Fiquei impressionada por este discurso tão lúcido. Ficámos todos, à sua volta. Principalmente porque ele tinha razão no que dizia. Os pais dos miúdos pareciam convergir na sua direcção como se fossem atraídos por um íman. Falou com novos e velhos sempre de maneira diferente, adaptando o seu discurso. Não tenho dúvidas que cada um de nós faz o seu trabalho o melhor que pode, com o mesmo objectivo: a inclusão da pessoa com deficiência na sociedade. Membros dirigentes e administrativos, psicólogos, assistentes sociais, terapeutas da fala, fisioterapeutas, educadores… e eu, no centro de documentação. Mas ninguém trabalhou tanto e foi tão útil quanto o Frédéric, naquela tarde. E isto só foi possível porque o Governo belga teve a inteligência de lançar um decreto que obriga todas as organizações que, de algum modo, lidam com a deficiência a incluir um núcleo de deficientes nos comités de gestão. No início, a notícia caiu como uma bomba. Depois, começámos a agir.
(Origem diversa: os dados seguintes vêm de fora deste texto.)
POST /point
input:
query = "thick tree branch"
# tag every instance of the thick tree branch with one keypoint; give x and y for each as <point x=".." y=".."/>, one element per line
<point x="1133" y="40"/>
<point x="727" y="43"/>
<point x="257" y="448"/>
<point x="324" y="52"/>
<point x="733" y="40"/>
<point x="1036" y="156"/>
Há dois anos que andamos a formar um grupo de pessoas com diferentes deficiências para serem representantes oficiais. O difícil não foi pô-las a pensar… o maior desafio foi ensiná-las a sistematizar as suas próprias ideias. O nosso objectivo nunca foi criar um grupo de fantoches que só servisse para fazer figura de corpo presente. E daquilo que nos é dado a observar, as outras associações também estão a encarar com imensa seriedade e responsabilidade esta mudança legislativa. De facto, não podemos querer mudar a sociedade sem antes mudarmos a maneira como nós próprios, em primeira linha, lidamos com os deficientes. Temos de ser a sua voz, como sempre fomos. Mas temos igualmente de aprender a ouvi-los. E foi com enorme prazer que começámos a ver o fruto do trabalho destes últimos anos, ao ouvir o Frédéric falar com as pessoas presentes no dia das famílias. 

segunda-feira, 20 de março de 2017

O que tenho a dizer sobre o dia do pai?

(que o amor não precisa de laços de sangue, só de presença)
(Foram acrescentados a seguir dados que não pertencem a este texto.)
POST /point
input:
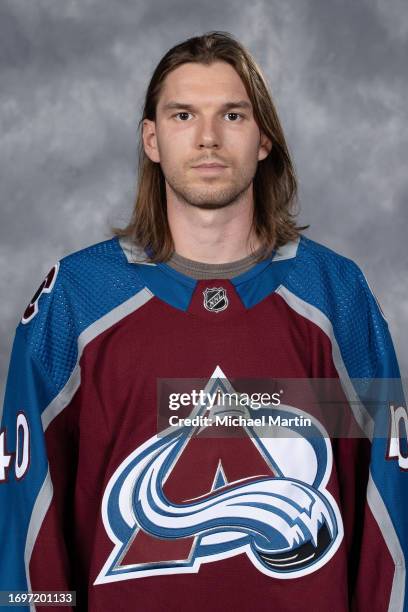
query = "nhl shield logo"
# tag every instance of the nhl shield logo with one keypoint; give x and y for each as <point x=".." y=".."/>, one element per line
<point x="215" y="299"/>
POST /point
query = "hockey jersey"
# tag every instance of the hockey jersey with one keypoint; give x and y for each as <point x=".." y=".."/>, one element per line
<point x="96" y="498"/>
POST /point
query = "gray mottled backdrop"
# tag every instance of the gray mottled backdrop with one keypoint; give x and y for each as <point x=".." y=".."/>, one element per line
<point x="72" y="80"/>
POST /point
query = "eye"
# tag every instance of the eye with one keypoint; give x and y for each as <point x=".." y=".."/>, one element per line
<point x="236" y="114"/>
<point x="181" y="113"/>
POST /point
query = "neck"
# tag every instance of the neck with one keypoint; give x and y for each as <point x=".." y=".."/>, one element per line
<point x="212" y="236"/>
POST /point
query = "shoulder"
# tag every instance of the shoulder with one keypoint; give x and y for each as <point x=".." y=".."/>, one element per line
<point x="330" y="280"/>
<point x="80" y="289"/>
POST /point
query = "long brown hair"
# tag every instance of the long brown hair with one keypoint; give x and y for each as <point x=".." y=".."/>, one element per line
<point x="275" y="184"/>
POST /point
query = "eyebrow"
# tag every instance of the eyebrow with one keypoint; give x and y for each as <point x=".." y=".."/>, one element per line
<point x="233" y="104"/>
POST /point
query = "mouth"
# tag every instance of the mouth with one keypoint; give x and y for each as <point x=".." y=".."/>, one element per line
<point x="209" y="168"/>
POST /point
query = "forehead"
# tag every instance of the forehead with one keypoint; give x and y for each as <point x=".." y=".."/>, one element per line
<point x="200" y="83"/>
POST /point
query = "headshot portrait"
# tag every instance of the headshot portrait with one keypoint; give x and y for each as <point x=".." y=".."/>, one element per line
<point x="204" y="332"/>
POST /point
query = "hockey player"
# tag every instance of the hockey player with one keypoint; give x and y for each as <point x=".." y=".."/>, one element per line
<point x="211" y="282"/>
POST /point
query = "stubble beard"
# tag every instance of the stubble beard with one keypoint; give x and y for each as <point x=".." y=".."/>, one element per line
<point x="209" y="193"/>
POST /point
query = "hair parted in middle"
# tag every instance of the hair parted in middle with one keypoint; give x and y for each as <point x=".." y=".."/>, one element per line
<point x="274" y="183"/>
O meu amor saiu a correr de uma reunião, na sexta-feira à tarde. Num observatório perdido algures na Suíça. Conduziu mais de quinze horas, sem parar. Atravessou quatro países. Foi devolver o carro. Apanhou um comboio. No sábado, quando chegámos ao auditório onde iria decorrer o espectáculo, já lá estava à nossa espera. Só para dar um abraço rápido e desejar boa sorte, pois a coisa pequena estava atrasada para a maquilhagem. Assistiu com esforço aos bailados todos. A Princesa e a Ervilha, Patinho Feio, Soldadinho de Chumbo, Sapatos Vermelhos, A Pequena Vendedora de Fósforos… Até que chegou a vez de A Polegarzinha. No escuro, vi-o iluminar-se com um sorriso. Ainda as luzes não tinham baixado, já o meu amor estava a aplaudir entusiasticamente. À nossa volta ouvia-se: “Que querido!”, “Que fofinho!”, “Que bem que ele dança!”. No meio de quase uma centena de raparigas, o Vasco nem sequer precisa de dançar lá muito bem para se destacar naturalmente. É o único rapaz. O meu amor acenava com a cabeça, com um orgulho de pertença que ultrapassava a sua timidez habitual. Porque ele fez quinze horas de estrada para o ver dançar cinco minutos. Um bailado que já conhecia de cor, dado que tinha assistido à socapa aos ensaios da semana anterior. À saída, o Vasco agarrou-se a ele a matar saudades. Agradeceu-lhe, sentido. E piscou-me o olho, como quem diz: “Bem te disse que ele ia chegar a tempo!” Podemos não ser a família típica, mas sei que os meus rapazes estão a crescer com a certeza inabalável de um amor que não precisa de genes comuns. Deve ser por isso que, no dia do concerto de violino no lar de idosos, mal fui ter com ele, o Vasco me atirou: “Mãe, eu prometo que vou tomar conta de vocês. Nunca vos deixarei num sítio destes, a ti e ao Pascal.”